Let’s create a file locally and add text to it (courtesy of loremgibson.com) just so we see it is replicated to all the nodes:

vim /tmp/testdir1/loremGibson.txt
Then add our text file to our new directory:
/opt/hadoop/hadoop/bin/hadoop fs -copyFromLocal /tmp/testdir1/loremGibson.txt hdfs://master:9000/testdir0/loremGibson.txt
[hadoopFS2](https://raw.githubusercontent.com/alanverdugo/alanverdugo.github.io/master/wp-content/uploads/2016/01/hadoopFS2.png) Now you can see that our file has been automatically replicated to all 3 nodes! hadoopFS3 **Conclusion:**

    Hadoop is not hard to install nor configure, but you need to pay very close attention to many aspects, otherwise you will get obscure errors and since this is a “new” technology, the amount of useful help you can get is not great.
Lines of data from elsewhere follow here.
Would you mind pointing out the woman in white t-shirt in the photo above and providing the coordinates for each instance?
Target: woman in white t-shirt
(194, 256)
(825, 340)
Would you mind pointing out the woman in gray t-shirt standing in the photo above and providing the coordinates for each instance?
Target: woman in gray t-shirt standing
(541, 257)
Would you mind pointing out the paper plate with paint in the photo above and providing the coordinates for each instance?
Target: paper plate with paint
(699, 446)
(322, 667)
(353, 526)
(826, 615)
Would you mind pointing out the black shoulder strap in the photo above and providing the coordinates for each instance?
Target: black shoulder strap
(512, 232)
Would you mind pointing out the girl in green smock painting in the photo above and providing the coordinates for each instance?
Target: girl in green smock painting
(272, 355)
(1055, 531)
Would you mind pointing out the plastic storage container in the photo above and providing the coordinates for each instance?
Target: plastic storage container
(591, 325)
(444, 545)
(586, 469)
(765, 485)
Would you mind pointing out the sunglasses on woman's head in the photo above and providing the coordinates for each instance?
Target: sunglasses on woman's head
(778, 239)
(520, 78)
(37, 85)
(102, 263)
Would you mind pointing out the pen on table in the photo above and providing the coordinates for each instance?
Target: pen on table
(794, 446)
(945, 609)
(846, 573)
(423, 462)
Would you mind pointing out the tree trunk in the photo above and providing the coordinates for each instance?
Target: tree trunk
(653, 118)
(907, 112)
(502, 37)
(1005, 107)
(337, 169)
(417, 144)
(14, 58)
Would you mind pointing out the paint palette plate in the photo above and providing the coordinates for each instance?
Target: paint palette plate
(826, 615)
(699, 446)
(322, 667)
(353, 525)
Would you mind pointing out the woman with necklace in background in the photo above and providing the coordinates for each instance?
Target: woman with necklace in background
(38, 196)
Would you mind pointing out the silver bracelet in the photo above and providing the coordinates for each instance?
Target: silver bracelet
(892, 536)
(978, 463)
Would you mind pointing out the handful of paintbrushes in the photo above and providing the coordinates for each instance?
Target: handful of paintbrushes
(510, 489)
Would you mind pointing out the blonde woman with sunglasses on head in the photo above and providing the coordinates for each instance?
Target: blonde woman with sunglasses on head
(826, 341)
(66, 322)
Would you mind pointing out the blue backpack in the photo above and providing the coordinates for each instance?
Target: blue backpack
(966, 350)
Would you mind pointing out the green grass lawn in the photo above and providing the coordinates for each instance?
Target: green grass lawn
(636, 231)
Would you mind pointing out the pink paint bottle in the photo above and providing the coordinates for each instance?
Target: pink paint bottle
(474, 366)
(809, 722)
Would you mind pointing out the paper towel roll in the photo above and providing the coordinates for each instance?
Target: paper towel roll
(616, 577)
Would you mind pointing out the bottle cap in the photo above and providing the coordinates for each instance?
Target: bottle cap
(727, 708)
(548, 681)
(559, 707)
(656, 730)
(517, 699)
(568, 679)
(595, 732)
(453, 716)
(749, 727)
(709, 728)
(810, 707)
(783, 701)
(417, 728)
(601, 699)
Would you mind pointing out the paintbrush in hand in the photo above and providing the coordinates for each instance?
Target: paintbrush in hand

Also, since this a complex technology, many problems can arise and are hard to troubleshoot. Sadly, there are not many online resources that are easy to follow, or the ones that are written properly are mostly outdated already. Personally, I had to read many tutorials and do a lot of troubleshooting in order to setup this correctly because many of the tutorials I read omitted bits of important information. There are, however, other projects that can help with the administration of Hadoop and its components. Two good examples are IBM BigInsights and Ambari. Even without those tools, adding and removing Hadoop nodes is very easy once the basic setup is correctly configured. I am nowhere near of being an expert on Big Data yet, but I tried my best to write this post as clear as possible and I truly hope it is useful. Big Data is undoubtedly here to stay and this kind of publications are indeed a valuable resource for newcomers.